Présidentielle russe : l'affaire de l'ex-espion empoisonné "aurait tendance à renforcer Vladimir Poutine aux yeux des Russes"

Anna Colin-Lebedev, maître de conférence à l'Université Paris-Nanterre, affirme vendredi sur franceinfo que ce qui va plutôt compter pour l'élection présidentielle en Russie, "est le degré de contraintes sur l'acte de voter".

Vladimir Poutine, le président russe, en mars 2018.
Vladimir Poutine, le président russe, en mars 2018. (ANATOLY MALTSEV / POOL)

Quelle conséquence l'affaire de la tentative d'assassinat à Londres d'un ex espion russe aura sur la présidentielle en Russie dimanche 18 mars ? Pour tenter d'apporter quelques éléments de réponse, Anna Colin-Lebedev, maître de conférence à l'Université Paris-Nanterre était l'invitée vendredi de franceinfo. 

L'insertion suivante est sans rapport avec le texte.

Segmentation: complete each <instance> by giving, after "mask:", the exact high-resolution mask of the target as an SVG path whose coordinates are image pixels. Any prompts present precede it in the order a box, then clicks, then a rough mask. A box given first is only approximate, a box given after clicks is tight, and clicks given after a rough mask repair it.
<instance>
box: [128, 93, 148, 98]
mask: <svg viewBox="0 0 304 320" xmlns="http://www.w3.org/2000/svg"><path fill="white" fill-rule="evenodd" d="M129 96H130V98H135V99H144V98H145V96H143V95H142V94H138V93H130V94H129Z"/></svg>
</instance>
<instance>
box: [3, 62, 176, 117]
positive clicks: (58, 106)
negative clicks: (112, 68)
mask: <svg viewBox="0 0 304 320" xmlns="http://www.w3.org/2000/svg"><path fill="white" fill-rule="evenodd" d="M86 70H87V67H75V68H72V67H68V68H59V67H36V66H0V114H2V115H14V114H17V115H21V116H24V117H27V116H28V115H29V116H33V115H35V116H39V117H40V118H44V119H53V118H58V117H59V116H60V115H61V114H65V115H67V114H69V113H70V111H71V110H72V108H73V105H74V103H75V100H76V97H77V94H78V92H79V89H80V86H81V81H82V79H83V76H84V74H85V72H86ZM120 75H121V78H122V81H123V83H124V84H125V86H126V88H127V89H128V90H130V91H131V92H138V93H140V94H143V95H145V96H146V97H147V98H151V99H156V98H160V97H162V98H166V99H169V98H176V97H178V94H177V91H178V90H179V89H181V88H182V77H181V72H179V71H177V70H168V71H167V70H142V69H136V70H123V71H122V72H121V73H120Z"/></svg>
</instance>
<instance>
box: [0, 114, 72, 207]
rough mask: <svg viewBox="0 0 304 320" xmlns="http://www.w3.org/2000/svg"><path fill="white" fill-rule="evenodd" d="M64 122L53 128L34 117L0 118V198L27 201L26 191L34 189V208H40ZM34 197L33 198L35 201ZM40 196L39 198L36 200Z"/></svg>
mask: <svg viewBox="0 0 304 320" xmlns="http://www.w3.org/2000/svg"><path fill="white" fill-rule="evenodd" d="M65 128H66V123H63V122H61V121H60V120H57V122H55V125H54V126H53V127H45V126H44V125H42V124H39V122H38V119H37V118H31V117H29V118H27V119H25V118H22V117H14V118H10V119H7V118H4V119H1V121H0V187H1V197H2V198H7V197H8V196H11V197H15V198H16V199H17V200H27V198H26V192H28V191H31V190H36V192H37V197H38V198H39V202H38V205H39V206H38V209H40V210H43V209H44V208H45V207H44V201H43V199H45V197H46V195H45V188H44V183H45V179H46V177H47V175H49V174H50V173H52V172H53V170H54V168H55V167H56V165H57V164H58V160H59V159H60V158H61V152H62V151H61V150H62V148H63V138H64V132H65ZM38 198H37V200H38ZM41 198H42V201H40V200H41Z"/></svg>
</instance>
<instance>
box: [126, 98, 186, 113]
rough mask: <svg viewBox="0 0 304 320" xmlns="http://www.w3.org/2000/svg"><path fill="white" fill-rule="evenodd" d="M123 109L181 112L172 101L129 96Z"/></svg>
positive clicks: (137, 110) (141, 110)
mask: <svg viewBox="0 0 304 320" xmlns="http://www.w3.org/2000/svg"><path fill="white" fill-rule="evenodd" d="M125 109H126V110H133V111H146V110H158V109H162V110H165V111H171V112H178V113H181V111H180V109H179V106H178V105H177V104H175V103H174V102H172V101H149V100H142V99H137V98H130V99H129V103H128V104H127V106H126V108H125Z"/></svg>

franceinfo : Cette affaire d'ex espion russe empoisonné en Grande-Bretagne renforce-t-elle Vladimir Poutine aux yeux des Russes ?

Anna Colin-Lebedev : Je dirais que cette affaire aurait plutôt tendance à le renforcer dans la mesure où elle va complètement dans le sens de la rhétorique de Vladimir Poutine depuis quelques années : "La Russie est une forteresse assiégée,  notre ennemi c'est l'Occident qui cherche à nous détruire par tous les moyens et surtout par des moyens malhonnêtes". Si cette affaire a un effet sur les élections présidentielles, c'est de venir illustrer parfaitement les arguments de Vladimir Poutine aux yeux de la population russe. Cependant cette histoire britannique va jouer à la marge. Les Russes ne se mobiliseront pas plus à cause de cela. Ils ne vont pas se démobiliser non plus à cause de cette affaire. Vladimir Poutine a surtout peur d'avoir une abstention élevée et qu'il soit reconduit avec un score modeste. Tout ce qui peut aller dans le sens de l'augmentation du taux de participation est bon à prendre.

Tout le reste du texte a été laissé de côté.